Speaking to CNBC on Monday, Zentner responded to Jamie Dimon’s recent comments on the economy, in which the JPMorgan boss warned that the chance of a soft landing was about half of the 70% to 80% odds other forecasters were predicting. He said that was because of several risks still facing the US, including the Fed’s tightening campaign, geopolitical conflict, and interest rates, which central bankers have said could remain higher for longer.
Zentner said she was expecting the US to avoid a recession this year as there was no data to support a soon-to-come downturn. But she warned that a hard landing was unavoidable.
“We will have a hard landing at some point. I guarantee you that. We’re all wondering: When does that come?” she said. “The point that Dimon makes is that there are these cumulative impacts that build over time, and we are in the camp that we haven’t yet seen all of the tightening impacts from monetary policy,” she added, referring to the impact of Fed rate hikes.
Fed officials raised interest rates a whopping 525 basis points in 18 months to tame inflation, a move that’s taken borrowing costs in the economy to their highest level since 2001.

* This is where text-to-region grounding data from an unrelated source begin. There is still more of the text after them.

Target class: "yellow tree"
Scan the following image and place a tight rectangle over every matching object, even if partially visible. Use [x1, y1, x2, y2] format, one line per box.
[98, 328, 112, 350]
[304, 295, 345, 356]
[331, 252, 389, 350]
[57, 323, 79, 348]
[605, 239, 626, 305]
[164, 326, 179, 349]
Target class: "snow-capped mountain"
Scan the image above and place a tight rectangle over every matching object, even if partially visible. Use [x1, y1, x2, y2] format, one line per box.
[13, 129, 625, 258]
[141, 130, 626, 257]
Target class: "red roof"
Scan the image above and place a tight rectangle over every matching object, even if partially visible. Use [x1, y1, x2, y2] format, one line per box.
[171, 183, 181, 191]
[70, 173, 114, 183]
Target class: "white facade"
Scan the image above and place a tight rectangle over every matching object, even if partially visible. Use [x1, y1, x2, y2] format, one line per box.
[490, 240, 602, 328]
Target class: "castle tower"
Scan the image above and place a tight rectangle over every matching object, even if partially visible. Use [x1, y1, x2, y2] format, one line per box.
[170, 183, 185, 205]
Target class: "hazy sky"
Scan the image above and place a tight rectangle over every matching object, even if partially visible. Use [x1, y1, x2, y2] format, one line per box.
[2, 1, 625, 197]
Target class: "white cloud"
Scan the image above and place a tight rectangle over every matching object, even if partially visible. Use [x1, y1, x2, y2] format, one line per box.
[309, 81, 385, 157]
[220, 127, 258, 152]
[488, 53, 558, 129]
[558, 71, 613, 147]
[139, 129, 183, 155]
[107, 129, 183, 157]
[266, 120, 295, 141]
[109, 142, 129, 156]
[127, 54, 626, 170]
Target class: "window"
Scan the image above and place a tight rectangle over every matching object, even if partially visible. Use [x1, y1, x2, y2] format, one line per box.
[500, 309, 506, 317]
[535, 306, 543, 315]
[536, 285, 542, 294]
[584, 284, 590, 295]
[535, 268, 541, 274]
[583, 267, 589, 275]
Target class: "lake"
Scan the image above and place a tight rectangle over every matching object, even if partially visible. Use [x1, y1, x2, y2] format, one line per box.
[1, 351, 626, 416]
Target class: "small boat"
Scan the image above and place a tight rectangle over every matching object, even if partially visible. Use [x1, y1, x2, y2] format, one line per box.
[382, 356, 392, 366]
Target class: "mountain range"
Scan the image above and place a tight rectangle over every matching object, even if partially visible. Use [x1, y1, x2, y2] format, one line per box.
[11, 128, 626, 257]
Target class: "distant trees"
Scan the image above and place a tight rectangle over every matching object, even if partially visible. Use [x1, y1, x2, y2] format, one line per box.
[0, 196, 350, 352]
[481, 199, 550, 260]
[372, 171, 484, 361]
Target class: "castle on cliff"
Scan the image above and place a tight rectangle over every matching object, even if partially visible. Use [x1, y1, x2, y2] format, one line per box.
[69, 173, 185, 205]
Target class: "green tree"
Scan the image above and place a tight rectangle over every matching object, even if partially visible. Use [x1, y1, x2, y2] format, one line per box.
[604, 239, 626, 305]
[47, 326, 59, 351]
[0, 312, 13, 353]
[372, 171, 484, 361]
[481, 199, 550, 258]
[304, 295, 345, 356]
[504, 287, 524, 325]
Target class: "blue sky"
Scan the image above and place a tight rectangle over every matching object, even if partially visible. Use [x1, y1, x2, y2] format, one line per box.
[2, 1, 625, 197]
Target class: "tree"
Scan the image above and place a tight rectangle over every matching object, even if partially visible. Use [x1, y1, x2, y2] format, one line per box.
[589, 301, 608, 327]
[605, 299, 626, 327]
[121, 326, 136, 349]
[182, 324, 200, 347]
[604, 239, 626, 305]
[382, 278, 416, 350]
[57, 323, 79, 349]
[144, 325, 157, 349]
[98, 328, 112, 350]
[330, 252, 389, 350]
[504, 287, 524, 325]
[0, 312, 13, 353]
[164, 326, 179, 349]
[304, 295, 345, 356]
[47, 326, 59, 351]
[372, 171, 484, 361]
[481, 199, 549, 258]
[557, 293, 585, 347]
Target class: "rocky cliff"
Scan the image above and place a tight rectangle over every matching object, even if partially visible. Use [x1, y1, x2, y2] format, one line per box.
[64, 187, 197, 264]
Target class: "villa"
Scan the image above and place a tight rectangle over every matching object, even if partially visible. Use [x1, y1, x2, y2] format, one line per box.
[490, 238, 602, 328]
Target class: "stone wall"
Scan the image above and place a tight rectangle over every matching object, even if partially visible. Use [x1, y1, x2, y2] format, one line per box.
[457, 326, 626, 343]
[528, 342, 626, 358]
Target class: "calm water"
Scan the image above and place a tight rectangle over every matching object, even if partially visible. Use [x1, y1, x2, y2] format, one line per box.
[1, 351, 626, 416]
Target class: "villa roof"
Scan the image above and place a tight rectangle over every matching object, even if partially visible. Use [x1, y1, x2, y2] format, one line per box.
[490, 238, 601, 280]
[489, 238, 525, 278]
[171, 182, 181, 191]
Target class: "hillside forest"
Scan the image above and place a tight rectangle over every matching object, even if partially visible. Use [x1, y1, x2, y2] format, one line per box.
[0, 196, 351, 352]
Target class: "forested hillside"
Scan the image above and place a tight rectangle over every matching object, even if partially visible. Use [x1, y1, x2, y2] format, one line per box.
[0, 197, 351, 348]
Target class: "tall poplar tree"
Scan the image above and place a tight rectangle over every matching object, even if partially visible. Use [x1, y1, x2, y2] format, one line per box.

Economists have warned that high interest rates could spark a recession as financial conditions become restrictive and that the full impact of rate hikes probably hasn’t been felt, as they typically take about 18 months to fully work their way through the economy.
Signs of stress are beginning to show in parts of the financial system. Corporate defaults soared last year to their highest level since the pandemic, according to Moody’s Analytics. Bank lending has fallen for three straight quarters, according to Fed data.
Still, signs point to the Fed keeping interest rates elevated as it keeps an eye on inflation. Consumer prices came in hotter than expected last month, with inflation rising 3.1% year-over-year in January.
Zentner predicted that inflation would probably reaccelerate over the first quarter, pointing to the 3.9% growth in core inflation last month. That reacceleration could show up in the next consumer-price-index report, which markets are expecting later this week.
“We do expect inflation reacceleration to be temporary, but that is an open question,” Zentner said, adding that markets might have to consider Fed rate cuts pushed beyond mid-year.
Investors had been pricing in ambitious rate cuts to come in 2024, but many forecasters have dialed back their expectations amid hot inflation data. Markets are now pricing in a 39% chance that the Fed could lower rates by 100 basis points or more by the end of the year, according to the CME FedWatch tool.